Discover this year's submissions to the Dataiku Frontrunner Awards and give kudos to your favorite use cases and success stories!READ MORE

api connect plugin

tgb417
Neuron
Neuron
api connect plugin

Anyone out there using the API Connect Plugin?

What sorts of successes and challenges have you had with this tool?

In particular, I'm interested in how bulk data can be received from various APIs.  Key issues are both performance and reliability.

 

 

 

--Tom
0 Kudos
32 Replies
tgb417
Neuron
Neuron
Author

Ping...

Just reaching out to see if anyone is working with this.

The existing documentation is not quite enough for me to understand how to use this cleanly.

I'm so far able to get a return from the third-party API I'm working with.  However, it is sort of a RAW API String in a single column.

--Tom

--Tom
0 Kudos
EliasH
Dataiker
Dataiker

Hi @tgb417 ,

Sorry to see that no one has gotten back to you on this!

I've gone ahead and tested the plugin myself and was able to get around the data being extracted in a single column by unchecking "Raw JSON output" and including the key of the data array ("results") that is being returned. 

Screen Shot 2021-10-27 at 5.11.55 PM.png

In my example I'm using the following API https://pokeapi.co/api/v2/berry-firmness/ which requires no auth, as it sounds like you got everything covered up until Data extraction,  

EliasH_0-1635380495868.png

Can you try this and let me know how this goes for you?

 

tgb417
Neuron
Neuron
Author

@EliasH ,

Thanks for the reply.  I've also worked out most of this today.  The approach has worked with one of my datasets.  However, I've run into a few other issues as well.

One of the API I'm working with produces a result a bit different than what you are showing.

[{"Description":"My Membership","Id":1,"EditIndicator":false},{"Description":"FOREST","Id":2,"EditIndicator":false},{"Description":"Bridge","Id":14,"EditIndicator":false}]

Note that this result is missing the following that is part of your result that can be used to dig down into the "results".  

{"count":5,"next":null,"previous":null,"results": ...... }

So, I don't seem to be able to use the approach you are showing.  In this case I get multiple rows.  But the values for a row are in a column called api_responce in Json.

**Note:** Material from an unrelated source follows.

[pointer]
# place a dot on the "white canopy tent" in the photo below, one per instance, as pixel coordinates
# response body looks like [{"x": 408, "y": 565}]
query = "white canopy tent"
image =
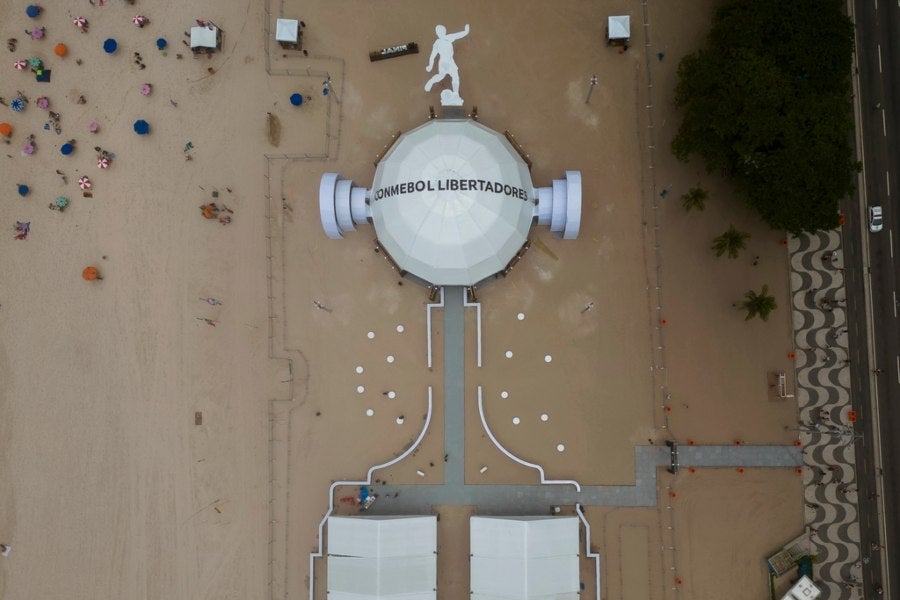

For now I've creating a second visual recipe to parse these "api_responce"s.

The second problem I've run into this evening is that the API plugin shows true and false (with lower case first letters)  When I look over the data set the API connecter is creating, these values are being changed to True and False (with upper case first letters).  In visual recipes, I can't do things like unnest and fold the Json until I change the mixed case values to the strickly lower case values.  I've put in a Issue over on Github.  

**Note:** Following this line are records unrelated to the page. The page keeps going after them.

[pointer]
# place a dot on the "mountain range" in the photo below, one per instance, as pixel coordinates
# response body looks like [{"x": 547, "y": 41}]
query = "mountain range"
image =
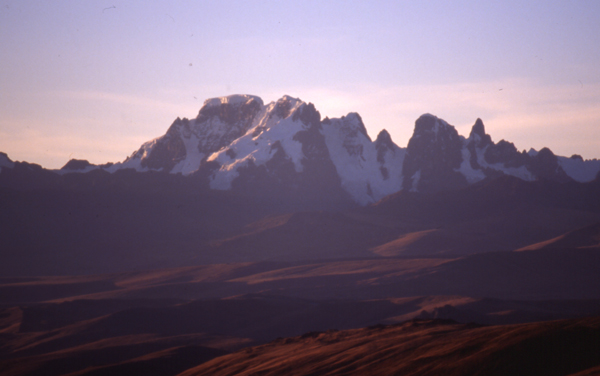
[
  {"x": 239, "y": 143},
  {"x": 253, "y": 222}
]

FYI.  I'm using 9.0.5 on Ubuntu (inside of WSL2).  However, Ubunto 18 is patched up to date.

 

 

--Tom
0 Kudos
AlexB
Dataiker
Dataiker

Hi Tom,

What happens if the "Raw JSON output" box is un-checked ? This should make the "api_response" column replaced with "Description", "Id", and "EditIndicator". Do you get something different ?

Alex

0 Kudos
tgb417
Neuron
Neuron
Author

Regarding the Raw Jason button, if I remember correctly. 

It did not seem to make a difference in the results I was seeing.  Checked or unchecked I was getting JSON in a single result column.  

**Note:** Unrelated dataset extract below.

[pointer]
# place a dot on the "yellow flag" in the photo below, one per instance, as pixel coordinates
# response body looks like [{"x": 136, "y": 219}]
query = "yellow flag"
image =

When, I get a moment, I will check again to confirm that this what is going on.

--Tom
0 Kudos
tgb417
Neuron
Neuron
Author

@AlexB

Regardless of whether "Raw JSON output" is checked or unchecked.  I'm getting Raw JSON output in a single column names api_response.  There has been only one dataset that I've pulled from this data source that I could uncheck "Raw JSON output" and get parsing done directly by the plugin.  

Right now, when I finally get the raw api_responce over into a visual recipe. I've noticed that the unnest object visual step has problems with the JSON from my source.  Already I've discovered that there are some transformations I have to apply before I can do an unnest object step.

Right now here are the transforms that I have discovered.

JSON Cleanup.png

I'm wondering if the API Connect plugin uses the same code base to parse Json that is being used by the visual recipe?  If so it seems like the REST API I'm working with and the basic JSON parsing library are not working well together.

Thoughts?

If you want we can get a support ticket open on this if that would be helpful.

--Tom
0 Kudos
tgb417
Neuron
Neuron
Author

@EliasH 

Is there a concurrent use limitation with the API Connect plugin?

I have one API Connect connection running right now.  Other attempts to use the plugin right now are failing with:

Test failed: Failed to read from python dataset : 
<class 'rest_api_client.RestAPIClientError'> : Error:
HTTPSConnectionPool(host='hostname.domain.com', port=443):
Max retries exceeded with url: /service/Data/MO/Summary
(Caused by NewConnectionError('<urllib3.connection.HTTPSConnection object at 0x7ff145251a90>:
Failed to establish a new connection: [Errno -3] Temporary failure in name resolution',))

 

--Tom
0 Kudos
AlexB
Dataiker
Dataiker

Hi Tom !

According to the error message, the plugin is trying to reach https://hostname.domain.com, which does not exists. Could you check that the URL template is correct ?

Alex

0 Kudos
tgb417
Neuron
Neuron
Author

@AlexB ,

This is not the actual URL I’m trying to connect to. On this public forum I do not want to post the name of the server I’m working with.  The name I’m actually using I believe is correct.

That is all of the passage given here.